Career vs Personal Success: Why Do We Only Measure One?
As I continue to read books about innovation, ideas, technology and accomplishment, there are things that I become curious about. One of these things is 'what type of person creates this innovation?'. Generally, they are relatively well off, well educated (usually Ivy's + Stanford), intelligent and driven. Of course, you will have outliers that create massive change in the world coming from very little, but not very often. The fact of the matter is that truly successful people are hard to come by, and that is why we are so enthralled by them. But the reason that we treat these people like "role models" is because we are measuring them on their career successes.
We can go to LinkedIn and take a look at what a person has done in their life. Oh, so they went to The University Of Western Ontario? That's okay I suppose, wonder if they got rejected from MIT? We look at how much they have accomplished in their lives by a certain age. We have a top 40 under 40 list, a top 20 under 20, and a list of the richest people in the world to analyze. And analyze we do. What makes these people so successful? What makes them tick? Were they successful because they went to Harvard Business School? Was it because their parents were doctors?
Our culture is stuck in a cycle of endless career achievement (the Western world at least). Now, with the Internet and the constant flow of information and access to everyone's accomplishments, this is only going to get worse. This isn't all bad. I am ultra-competitive, and use this information to see who I am competing with on a business level.
But there is no access to what we call personal success.
Career vs Personal
Whereas career success is relatively easily measured and out in the open, personal success is the opposite. LinkedIn is a database of career resumes showing accomplishments for professionals across the world. What is the equivalent for personal success? Facebook? Doubt it, unless you want people to judge you based on the pictures you are tagged in and what you have written on your wall. What about a personal blog? This is getting closer, but there is still no way to truly determine what kind of person is writing that blog.
Do you ever have an encounter with someone, business-wise or other, where you are shocked at how genuinely nice they are? It's as if our standards have dropped so low for first-time encounters that being 'nice' has become a competitive advantage. In hiring, I know a lot of CEO's that would rather hire a nice person with 8/10 skills then a not-so-nice person with 10/10 skills. Culture fit is extremely important.

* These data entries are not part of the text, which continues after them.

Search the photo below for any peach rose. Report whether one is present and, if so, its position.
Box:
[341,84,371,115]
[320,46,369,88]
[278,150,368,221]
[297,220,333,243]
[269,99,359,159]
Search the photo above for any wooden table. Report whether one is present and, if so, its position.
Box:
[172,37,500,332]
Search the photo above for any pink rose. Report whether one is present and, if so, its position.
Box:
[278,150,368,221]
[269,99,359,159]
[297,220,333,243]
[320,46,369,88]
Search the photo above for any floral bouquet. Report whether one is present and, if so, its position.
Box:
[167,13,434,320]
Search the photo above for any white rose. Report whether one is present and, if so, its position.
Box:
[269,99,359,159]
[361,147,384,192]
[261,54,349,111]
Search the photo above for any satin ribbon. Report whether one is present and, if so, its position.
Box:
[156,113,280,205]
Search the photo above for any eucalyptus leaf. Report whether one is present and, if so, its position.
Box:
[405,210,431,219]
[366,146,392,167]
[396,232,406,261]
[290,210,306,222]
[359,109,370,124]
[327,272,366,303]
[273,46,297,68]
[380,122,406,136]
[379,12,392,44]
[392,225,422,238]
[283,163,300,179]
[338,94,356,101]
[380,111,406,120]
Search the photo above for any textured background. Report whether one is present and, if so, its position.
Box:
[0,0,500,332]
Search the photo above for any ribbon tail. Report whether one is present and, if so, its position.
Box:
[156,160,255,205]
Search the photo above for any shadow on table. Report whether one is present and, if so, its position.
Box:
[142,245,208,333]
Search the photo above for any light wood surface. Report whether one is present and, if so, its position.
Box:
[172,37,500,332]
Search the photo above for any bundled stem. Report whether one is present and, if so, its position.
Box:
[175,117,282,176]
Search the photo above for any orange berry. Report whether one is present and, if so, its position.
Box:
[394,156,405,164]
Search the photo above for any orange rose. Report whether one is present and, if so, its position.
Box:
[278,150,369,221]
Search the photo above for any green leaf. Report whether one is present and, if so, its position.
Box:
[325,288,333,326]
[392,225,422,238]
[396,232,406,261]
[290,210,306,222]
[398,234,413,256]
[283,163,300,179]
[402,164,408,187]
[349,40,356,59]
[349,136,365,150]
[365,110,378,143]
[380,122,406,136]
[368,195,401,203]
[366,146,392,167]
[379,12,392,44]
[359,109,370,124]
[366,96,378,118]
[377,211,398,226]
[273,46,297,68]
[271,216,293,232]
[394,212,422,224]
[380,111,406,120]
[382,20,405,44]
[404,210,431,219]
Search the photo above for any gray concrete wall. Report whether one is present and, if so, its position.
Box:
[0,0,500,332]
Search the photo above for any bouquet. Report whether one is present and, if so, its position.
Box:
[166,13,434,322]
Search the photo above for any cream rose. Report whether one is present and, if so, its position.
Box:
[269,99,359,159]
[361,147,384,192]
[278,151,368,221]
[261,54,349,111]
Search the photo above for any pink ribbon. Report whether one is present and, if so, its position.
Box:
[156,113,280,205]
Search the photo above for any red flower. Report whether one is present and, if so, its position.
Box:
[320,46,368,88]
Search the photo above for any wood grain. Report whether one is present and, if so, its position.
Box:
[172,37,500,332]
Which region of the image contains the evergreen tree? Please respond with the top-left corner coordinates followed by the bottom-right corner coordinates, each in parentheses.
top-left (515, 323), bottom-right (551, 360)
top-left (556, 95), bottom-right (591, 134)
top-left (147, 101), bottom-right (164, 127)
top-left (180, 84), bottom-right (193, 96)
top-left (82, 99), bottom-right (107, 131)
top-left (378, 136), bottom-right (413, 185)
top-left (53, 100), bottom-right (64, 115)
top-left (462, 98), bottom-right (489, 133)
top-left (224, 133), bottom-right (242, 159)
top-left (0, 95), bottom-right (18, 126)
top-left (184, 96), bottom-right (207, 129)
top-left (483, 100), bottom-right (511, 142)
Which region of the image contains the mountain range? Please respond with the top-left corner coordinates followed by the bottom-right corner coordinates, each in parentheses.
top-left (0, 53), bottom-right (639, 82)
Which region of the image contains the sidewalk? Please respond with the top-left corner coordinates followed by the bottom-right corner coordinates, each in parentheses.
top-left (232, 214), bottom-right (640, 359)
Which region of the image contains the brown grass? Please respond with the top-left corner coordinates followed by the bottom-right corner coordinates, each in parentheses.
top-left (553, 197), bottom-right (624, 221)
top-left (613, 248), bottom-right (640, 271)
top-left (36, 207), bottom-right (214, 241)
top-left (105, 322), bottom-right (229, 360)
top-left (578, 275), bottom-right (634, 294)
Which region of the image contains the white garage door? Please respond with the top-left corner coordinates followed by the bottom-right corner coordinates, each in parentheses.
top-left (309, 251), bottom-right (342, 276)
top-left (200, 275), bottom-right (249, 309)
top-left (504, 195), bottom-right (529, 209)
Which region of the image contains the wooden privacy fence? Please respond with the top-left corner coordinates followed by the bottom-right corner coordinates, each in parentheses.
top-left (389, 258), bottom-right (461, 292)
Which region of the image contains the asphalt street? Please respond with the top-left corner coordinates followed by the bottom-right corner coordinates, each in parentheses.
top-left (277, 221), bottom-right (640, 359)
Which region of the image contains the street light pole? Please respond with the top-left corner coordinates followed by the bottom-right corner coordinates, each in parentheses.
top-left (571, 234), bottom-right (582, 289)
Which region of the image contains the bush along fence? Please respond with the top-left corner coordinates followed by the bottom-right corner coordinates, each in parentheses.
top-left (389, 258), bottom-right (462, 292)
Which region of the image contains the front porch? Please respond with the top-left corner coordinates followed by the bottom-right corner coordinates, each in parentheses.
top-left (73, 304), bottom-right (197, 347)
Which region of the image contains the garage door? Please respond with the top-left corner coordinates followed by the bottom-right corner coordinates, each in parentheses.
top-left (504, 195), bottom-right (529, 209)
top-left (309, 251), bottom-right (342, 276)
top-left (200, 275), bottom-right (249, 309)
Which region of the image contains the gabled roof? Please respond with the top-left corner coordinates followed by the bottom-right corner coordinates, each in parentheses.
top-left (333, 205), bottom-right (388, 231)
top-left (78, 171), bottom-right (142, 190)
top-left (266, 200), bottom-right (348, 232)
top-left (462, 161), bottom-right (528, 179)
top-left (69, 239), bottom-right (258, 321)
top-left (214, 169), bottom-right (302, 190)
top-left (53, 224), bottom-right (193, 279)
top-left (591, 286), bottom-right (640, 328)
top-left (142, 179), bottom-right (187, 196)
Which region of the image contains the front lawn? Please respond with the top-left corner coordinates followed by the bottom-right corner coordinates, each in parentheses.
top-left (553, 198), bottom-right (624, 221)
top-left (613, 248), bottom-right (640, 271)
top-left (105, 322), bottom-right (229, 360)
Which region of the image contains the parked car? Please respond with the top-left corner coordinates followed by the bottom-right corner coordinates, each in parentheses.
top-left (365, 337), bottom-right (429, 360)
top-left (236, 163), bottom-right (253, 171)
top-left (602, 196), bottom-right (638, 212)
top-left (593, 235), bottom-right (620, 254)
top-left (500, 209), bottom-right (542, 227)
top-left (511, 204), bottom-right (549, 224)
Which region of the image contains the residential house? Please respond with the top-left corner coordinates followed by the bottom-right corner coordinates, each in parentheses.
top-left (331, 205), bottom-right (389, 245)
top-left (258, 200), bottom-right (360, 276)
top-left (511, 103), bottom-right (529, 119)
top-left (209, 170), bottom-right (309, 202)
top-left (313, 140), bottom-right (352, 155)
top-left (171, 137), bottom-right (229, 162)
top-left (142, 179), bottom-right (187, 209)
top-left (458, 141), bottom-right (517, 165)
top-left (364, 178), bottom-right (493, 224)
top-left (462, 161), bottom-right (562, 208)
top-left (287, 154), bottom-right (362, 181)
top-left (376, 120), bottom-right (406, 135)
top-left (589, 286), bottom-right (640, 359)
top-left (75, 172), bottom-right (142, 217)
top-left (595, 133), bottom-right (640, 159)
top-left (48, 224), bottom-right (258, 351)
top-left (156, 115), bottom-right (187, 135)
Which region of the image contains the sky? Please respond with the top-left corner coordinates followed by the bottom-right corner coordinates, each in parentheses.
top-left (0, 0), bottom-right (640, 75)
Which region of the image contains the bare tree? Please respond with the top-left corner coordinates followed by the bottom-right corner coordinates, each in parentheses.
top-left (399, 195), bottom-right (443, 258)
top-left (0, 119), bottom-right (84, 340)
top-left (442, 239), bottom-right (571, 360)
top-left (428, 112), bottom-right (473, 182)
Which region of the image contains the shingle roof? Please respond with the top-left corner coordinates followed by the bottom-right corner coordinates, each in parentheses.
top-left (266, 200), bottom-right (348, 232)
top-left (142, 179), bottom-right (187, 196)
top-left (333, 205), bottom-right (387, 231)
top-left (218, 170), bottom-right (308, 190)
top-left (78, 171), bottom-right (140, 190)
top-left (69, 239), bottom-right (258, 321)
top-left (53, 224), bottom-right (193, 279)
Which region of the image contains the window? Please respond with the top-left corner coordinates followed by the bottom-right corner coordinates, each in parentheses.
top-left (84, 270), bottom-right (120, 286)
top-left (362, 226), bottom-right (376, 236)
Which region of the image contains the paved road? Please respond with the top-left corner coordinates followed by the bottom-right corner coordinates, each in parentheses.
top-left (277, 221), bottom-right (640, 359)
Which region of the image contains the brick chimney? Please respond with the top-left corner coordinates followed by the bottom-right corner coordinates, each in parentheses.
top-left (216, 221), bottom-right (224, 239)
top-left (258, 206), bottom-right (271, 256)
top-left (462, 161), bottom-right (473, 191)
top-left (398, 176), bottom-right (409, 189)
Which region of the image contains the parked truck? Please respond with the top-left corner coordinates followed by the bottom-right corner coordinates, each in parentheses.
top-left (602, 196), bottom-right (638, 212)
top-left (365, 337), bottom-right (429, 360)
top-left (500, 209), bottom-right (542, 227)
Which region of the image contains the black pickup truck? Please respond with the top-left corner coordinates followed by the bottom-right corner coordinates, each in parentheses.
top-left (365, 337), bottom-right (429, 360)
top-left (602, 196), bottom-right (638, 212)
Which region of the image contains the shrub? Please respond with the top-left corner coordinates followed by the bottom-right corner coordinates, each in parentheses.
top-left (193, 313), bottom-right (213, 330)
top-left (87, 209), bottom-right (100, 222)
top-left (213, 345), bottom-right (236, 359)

If we somehow had a method to measure personal success, the world would be totally different. Instead of focusing on how much money someone has made, how many academic prizes they have or how many gold medals they've won, we would judge them on their personal relationships with others, their attitude towards the world and the knowledge they have about their own makeup and biology. But we don't have a method for this (yet). All of the things I just mentioned are intangible, impossible to measure, subjective. They are many of the traits that we describe in multiple intelligence theory.
So if we can't measure personal success, why even bother with it? This is the analytical point of view. The answer is because it is much more important than career success. There are two certain items that we have in life. One is money and the other is time. We can control the amount of money we have, how we get it, yet we can never control time. It's an obvious but interesting statement. There is a wonderful article in the Harvard Business Review written by Clayton Christensen about measuring your life. In the article he talks about the importance of personal success rather than career success. This is amazing coming from a Harvard professor that has generated millions of dollars in revenue for huge corporations. Anyone in the business world knows the massive success that Clayton has had via his books and teachings. But like he mentions in that article, the true value he gets out of life, the most important thing, is the value of his personal success.
People very often have a tough time understanding things they can't see or measure. That's why we don't talk about it. We can't really tell if parents are okay or great, because what is the measuring stick? Personal success is something that you will never be externally rewarded for, but always intrinsically. People rarely come up to you and say "wow, you are an awesome parent/friend/husband/wife because of XYZ". But they will often come up and say "you are a great businessperson, because of XYZ".
This is okay, because as long as you know what is truly important in your life, you don't mind being measured on your career success. And even if you don't have that many tangible career successes, you can have great personal successes. The latter is what makes you feel content and complete at the end of the day.